Starring: Will Ferrell, Rebecca Hall, Laura Dern, Michael Pena, Stephen Root, and Christopher Jordan Wallace

MPAA Rating: R

Running Time: 1 hr. 36 min.

The first five minutes of Everything Must Go are very bad for Nick Halsey (Will Ferrell). He gets fired from the company he’s worked at for 16 years, has his car repossessed, and returns to his suburban Phoenix, Az. home to find that his wife has left him, but not before strewing his belonging across the front yard, changing the locks to the house, freezing their bank accounts, and cancelling Nick’s cell phone service.

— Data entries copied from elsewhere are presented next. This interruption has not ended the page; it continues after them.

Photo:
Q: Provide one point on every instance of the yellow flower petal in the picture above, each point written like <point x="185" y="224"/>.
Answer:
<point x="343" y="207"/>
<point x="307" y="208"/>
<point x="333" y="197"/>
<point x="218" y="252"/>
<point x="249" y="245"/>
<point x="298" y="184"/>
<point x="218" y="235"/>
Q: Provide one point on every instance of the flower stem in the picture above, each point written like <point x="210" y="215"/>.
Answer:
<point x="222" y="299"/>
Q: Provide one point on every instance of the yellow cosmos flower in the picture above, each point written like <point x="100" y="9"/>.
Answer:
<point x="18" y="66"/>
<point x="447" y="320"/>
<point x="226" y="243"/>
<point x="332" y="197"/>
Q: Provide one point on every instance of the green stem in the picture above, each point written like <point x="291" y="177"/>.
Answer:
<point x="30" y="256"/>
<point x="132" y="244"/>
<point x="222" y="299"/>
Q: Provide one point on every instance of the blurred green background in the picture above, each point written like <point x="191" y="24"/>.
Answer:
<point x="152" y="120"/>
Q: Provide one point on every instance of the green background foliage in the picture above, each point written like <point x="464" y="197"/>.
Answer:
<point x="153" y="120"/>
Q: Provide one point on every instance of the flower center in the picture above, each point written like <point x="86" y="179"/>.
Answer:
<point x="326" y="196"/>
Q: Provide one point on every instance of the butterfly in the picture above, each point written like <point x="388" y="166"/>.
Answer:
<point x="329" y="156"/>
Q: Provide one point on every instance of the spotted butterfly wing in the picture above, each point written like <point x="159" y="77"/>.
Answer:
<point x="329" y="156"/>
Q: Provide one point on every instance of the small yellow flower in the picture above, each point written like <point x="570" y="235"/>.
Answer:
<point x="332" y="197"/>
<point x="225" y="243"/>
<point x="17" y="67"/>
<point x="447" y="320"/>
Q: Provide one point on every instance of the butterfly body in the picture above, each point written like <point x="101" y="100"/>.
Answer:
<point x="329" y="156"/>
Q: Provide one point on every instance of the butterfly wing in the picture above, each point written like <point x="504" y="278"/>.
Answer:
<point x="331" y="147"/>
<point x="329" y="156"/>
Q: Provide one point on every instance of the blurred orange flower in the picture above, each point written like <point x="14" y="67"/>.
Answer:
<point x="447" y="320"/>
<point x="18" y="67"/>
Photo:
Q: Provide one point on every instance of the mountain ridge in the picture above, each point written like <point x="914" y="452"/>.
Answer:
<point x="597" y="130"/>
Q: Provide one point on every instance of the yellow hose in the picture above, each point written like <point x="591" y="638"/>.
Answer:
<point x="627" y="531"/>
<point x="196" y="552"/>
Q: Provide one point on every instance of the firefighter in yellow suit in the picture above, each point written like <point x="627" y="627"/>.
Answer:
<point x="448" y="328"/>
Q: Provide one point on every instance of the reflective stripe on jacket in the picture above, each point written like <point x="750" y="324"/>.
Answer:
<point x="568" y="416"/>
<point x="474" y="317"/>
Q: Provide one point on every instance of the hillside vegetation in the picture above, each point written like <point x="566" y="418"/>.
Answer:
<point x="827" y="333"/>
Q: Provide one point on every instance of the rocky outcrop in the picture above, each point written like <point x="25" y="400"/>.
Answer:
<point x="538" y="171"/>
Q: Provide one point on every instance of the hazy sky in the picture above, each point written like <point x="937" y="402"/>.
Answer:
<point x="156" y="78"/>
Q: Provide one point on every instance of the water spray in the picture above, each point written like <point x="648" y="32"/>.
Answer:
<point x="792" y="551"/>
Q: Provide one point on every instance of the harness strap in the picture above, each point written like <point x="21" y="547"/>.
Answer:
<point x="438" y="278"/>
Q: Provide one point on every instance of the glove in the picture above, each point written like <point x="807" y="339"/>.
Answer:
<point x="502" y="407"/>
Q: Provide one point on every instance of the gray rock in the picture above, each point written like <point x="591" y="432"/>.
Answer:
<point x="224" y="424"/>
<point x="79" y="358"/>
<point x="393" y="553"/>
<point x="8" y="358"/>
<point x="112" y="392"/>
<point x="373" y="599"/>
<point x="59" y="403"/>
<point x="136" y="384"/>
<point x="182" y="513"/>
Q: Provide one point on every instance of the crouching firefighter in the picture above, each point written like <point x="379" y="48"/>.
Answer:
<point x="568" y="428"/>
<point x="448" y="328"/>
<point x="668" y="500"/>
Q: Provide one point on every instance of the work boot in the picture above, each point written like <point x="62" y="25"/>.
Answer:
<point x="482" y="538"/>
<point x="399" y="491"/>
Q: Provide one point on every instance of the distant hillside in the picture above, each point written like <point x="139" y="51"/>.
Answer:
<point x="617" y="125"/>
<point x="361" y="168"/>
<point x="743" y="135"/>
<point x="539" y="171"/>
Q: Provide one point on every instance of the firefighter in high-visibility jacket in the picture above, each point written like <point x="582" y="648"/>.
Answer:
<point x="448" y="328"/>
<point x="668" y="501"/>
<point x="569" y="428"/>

Alone and adrift, Nick settles into the recliner situated on his lawn and, with a fridge full of Pabst Blue Ribbon, imbibes the alcoholism that caused this adversity in the first place. City ordinances and complaining neighbors soon convert camping outside into a yard sale, an obvious metaphor for Nick finally unloading his past. Vinyl records recall memories of Nick’s drunk, deejay dad; a yearbook reminds him of an old classmate (Laura Dern) he decides to visit; a projector allows him to revisit old home movies.

We learn more about both Nick’s flaws and dormant heart thanks to two strangers who wander into his orbit. In an example of art imitating life, a terrific Christopher Jordan Wallace, the 14-year-old son of slain rapper Notorious B.I.G., plays a fatherless youngster who mirrors Nick’s expressionless melancholy as he bikes throughout the neighborhood looking for someone to just teach him how to play baseball.

And, across the street is a new pregnant neighbor, Samantha (Rebecca Hall), whose absent career husband portends a woman experiencing the same early woes that eventually plagued Nick’s wife (whom we wisely never see).

Directed and adapted by Dan Rush from a Raymond Carver short story, Everything Must Go is at times too minimalist for its own good, and the storyline progresses to a predictable end despite its the semi-surreal setup.

But, the film works on two particular levels. First, it is an earnest fable about a man who must confront and let go of his past in order to embark on a better future. Ferrell dials back his normal oafish shtick in favor of the low-key humorous persona he used in Stranger Than Fiction.

Second, there’s a commentary about the artificiality of suburbia, in which denizens suffer the same problems as everyone else but craft covenants and regulations intended to wall away life’s ugliness, even the peculiarity of a man living with his own stuff on his own lawn. Everything bad, indiscreet, or just unusual must go…out of sight and mind.